Medications are centrally stored in a locked area that is inaccessible to clients and refilled every at least 30 days. There was at least 7 days of nonperishable and 2 days of perishable foods. Hot water temperature was measured at 112.2 degrees Fahrenheit . A certified administrator is on site a minimum of 20 hours a week to oversee proper business operation. Smoke and Carbon monoxide detectors were operational.

LPA observed:
Facility has NOT conducted staff training on infection prevention, symptoms, transmission and PPE use (technical assistance was provided).

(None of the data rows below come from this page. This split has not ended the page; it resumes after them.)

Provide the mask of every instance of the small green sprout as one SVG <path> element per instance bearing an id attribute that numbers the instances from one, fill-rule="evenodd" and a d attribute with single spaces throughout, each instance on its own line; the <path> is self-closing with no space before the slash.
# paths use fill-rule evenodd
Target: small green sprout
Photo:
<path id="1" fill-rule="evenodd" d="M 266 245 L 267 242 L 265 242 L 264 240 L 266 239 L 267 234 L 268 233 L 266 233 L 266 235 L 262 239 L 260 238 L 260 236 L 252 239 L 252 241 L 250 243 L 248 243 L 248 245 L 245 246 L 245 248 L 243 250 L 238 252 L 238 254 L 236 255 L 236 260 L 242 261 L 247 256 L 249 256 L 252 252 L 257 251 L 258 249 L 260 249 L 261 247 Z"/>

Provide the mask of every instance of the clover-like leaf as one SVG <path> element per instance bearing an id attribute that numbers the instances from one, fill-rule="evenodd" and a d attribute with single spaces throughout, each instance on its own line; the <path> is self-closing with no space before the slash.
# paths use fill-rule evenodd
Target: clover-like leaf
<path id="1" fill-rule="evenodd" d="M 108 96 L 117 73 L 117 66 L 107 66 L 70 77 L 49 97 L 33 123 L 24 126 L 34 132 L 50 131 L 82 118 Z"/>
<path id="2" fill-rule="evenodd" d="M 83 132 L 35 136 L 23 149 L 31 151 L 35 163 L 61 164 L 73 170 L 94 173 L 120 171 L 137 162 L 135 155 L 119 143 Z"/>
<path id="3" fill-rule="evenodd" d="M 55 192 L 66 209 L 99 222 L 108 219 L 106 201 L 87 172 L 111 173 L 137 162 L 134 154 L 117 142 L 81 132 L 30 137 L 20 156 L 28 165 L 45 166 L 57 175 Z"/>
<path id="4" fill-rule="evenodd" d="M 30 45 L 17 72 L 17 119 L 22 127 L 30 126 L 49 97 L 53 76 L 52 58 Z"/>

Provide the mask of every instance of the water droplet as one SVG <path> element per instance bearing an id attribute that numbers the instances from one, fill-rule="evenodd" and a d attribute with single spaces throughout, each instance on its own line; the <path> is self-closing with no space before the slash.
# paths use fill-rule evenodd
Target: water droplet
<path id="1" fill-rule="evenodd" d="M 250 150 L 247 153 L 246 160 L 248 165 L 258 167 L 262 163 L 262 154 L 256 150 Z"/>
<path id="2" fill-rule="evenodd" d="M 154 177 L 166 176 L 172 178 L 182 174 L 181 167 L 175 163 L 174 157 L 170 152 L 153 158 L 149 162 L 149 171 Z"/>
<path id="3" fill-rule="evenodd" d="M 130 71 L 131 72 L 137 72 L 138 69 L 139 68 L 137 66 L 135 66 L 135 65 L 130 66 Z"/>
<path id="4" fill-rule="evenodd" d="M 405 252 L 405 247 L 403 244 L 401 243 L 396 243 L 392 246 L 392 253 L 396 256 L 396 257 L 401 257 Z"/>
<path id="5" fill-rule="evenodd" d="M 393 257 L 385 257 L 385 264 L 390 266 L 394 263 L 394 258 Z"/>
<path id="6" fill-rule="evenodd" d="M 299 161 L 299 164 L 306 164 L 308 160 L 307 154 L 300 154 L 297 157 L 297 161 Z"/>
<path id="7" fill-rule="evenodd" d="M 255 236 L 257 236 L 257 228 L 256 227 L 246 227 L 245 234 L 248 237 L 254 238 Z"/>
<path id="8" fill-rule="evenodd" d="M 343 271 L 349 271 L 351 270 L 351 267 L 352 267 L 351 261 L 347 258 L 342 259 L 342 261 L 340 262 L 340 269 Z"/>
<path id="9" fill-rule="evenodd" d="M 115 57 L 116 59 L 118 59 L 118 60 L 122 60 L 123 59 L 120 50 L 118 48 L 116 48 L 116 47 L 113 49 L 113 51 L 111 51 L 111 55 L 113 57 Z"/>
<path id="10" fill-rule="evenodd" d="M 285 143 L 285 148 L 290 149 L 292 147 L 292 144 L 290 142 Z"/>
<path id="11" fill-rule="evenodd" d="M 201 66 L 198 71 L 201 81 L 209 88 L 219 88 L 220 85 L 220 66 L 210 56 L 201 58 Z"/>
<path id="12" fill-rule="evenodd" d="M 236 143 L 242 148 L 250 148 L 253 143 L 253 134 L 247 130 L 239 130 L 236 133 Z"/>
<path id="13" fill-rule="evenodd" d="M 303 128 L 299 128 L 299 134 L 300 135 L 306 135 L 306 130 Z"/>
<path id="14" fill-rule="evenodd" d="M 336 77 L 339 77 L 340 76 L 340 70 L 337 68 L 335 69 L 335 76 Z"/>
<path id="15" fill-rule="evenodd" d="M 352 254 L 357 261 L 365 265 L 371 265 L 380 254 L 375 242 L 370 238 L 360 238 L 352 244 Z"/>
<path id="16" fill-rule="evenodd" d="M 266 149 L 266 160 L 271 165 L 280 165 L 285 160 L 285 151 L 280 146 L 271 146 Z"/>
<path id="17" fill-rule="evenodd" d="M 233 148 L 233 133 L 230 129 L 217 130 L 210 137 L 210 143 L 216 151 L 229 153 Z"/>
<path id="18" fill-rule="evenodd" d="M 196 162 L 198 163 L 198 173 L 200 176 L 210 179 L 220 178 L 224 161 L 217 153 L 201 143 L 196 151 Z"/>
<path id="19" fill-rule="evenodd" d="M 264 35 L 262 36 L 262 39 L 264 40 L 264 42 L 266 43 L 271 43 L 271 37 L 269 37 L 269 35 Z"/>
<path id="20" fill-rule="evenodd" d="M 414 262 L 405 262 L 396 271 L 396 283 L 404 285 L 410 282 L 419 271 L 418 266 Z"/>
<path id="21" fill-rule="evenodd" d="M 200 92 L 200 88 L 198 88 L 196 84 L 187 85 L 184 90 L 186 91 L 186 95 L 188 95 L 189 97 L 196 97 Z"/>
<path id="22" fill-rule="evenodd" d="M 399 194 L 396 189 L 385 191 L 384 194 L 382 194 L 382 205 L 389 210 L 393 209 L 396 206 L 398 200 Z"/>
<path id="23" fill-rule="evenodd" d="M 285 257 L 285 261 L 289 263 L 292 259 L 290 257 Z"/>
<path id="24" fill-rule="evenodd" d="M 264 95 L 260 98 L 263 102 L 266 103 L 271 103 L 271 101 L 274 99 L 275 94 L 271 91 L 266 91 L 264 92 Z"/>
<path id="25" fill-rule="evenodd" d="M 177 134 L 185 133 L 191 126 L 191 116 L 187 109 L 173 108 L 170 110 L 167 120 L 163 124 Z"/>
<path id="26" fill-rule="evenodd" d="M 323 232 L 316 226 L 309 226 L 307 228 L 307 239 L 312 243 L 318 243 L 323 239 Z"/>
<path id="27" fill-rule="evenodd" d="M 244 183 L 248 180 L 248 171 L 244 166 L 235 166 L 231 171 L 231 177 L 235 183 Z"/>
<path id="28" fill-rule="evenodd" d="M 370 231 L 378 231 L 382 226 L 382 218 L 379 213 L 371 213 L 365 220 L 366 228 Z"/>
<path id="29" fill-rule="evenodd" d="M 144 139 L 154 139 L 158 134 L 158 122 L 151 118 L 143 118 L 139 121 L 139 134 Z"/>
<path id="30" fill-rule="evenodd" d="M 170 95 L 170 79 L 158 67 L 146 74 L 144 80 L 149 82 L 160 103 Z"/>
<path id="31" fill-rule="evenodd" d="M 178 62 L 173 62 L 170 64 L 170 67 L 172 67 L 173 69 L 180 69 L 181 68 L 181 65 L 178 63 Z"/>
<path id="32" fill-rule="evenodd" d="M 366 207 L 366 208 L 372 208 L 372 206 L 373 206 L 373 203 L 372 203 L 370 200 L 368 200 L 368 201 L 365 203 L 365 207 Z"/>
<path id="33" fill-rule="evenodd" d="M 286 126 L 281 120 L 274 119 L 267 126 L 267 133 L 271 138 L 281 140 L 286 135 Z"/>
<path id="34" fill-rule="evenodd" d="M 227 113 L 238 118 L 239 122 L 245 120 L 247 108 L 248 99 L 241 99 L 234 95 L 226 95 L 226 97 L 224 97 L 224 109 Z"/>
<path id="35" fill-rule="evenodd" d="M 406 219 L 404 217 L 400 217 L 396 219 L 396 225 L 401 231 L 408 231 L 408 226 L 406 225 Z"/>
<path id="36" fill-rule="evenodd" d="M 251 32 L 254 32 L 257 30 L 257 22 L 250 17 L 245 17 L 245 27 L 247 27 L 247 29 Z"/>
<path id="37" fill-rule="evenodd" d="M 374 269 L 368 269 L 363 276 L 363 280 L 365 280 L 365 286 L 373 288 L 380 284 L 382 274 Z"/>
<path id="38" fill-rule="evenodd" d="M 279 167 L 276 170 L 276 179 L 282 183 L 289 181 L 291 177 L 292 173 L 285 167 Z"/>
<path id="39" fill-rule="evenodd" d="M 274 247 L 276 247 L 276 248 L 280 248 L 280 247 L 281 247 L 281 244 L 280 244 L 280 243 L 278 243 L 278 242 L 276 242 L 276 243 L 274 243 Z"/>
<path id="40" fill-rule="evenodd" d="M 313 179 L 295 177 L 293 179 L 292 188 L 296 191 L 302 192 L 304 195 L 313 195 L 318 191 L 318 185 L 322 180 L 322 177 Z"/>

No deficiency cited during the visit.
Exit interview conducted. Appeal Rights and copy of this report provided.
SUPERVISORS NAME: Harpreet Humpal
LICENSING EVALUATOR NAME: Leslie Ibo
LICENSING EVALUATOR SIGNATURE: DATE: 07/22/2021
I acknowledge receipt of this form and understand my licensing appeal rights as explained and received.
FACILITY REPRESENTATIVE SIGNATURE: DATE: 07/22/2021
This report must be available at Child Care and Group Home facilities for public review for 3 years.